Hit-and-run culprit should not have been driving
A brain injury victim who shouldn't have been driving killed a horse in a hit-and-run in Burnley, a court heard.
Mohammed Sameer (25) hit the animal, John Boy, which was pulling a cart on Eastern Avenue in the town.
He didn’t give way and pulled out of Queen Victoria Road at the wheel of a Land Rover Discovery.
The 12-year-old horse had to be put down by a vet.
Its owner Mr Paul Sutcliffe, who lives in Burnley, fell from the cart in the crash on September 1st, hurting his ankle.

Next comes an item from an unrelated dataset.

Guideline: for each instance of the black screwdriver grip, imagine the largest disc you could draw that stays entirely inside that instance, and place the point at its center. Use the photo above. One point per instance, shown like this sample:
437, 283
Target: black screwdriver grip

Sameer didn’t stop, but later handed himself in to the police.
Burnley Magistrates’ Court was told father of-three Sameer was already banned from driving even though he should never have been on the road in the first place because of his injury, suffered in a car crash in 2008.
He had been a passenger in that vehicle, was in a coma for about six months and the injury had left him with “a long list of difficulties,” including impulsive behaviour, impaired thinking and poor decision making. He had eight hours of care a day.
The Land Rover had been bought with his compensation for his support workers to drive him around. The keys should have been locked in a safe to stop the defendant getting them, but weren’t and his support worker had left.
Sameer had also driven in the early hours of the next day, clocking up another conviction for driving unlawfully, for which he was fined £200 and banned for 13 months.
Sameer was accompanied to court by his brain injury case manager, who said he felt the injury, while not an excuse, definitely led to the incident.
The defendant admitted driving while disqualified, driving without due care and attention and no insurance, on Queen Victoria Road. He was given 16 weeks in prison, suspended for a year and banned for 12 months.
The defendant, of Fern Valley Chase, Todmorden, must pay £85 costs, a £115 victim surcharge and £700 compensation.
Sentencing, Deputy District Judge Frank Appleyard, who said what happened was a lesson about the keys, told Sameer: “I have had to think long and hard whether to send you immediately to custody.”
The deputy district judge said the defendant had “effectively breached the trust” of his support workers by taking the car keys and told him the death of the horse had no doubt caused it’s owner considerable emotional distress.
Prosecutor Mr Andrew Robinson said Sameer was given a discretionary disqualification in July for no licence and no insurance and had been banned for just over a month when the offence took place.
The horse suffered a nasty injury to it’s mouth area and had to be put to sleep by a vet. The vet’s bill was £700.
Mr Robinson added the owner told police his horse had been a big part of his life and it’s death had been a great loss.
Probation officer Elliot Smith told the court Sameer had a long list of difficulties after the car accident, such as cognitive impairment and problems with keeping his attention and emotional development.
The defendant’s lawyer Miss Bennett told the hearing Sameer wanted the court to know he was very, very remorseful.
She said Sameer didn’t stop as he was scared and panicked. She added: “He had left the house to get some space. Custody would not be of any assistance to this defendant.”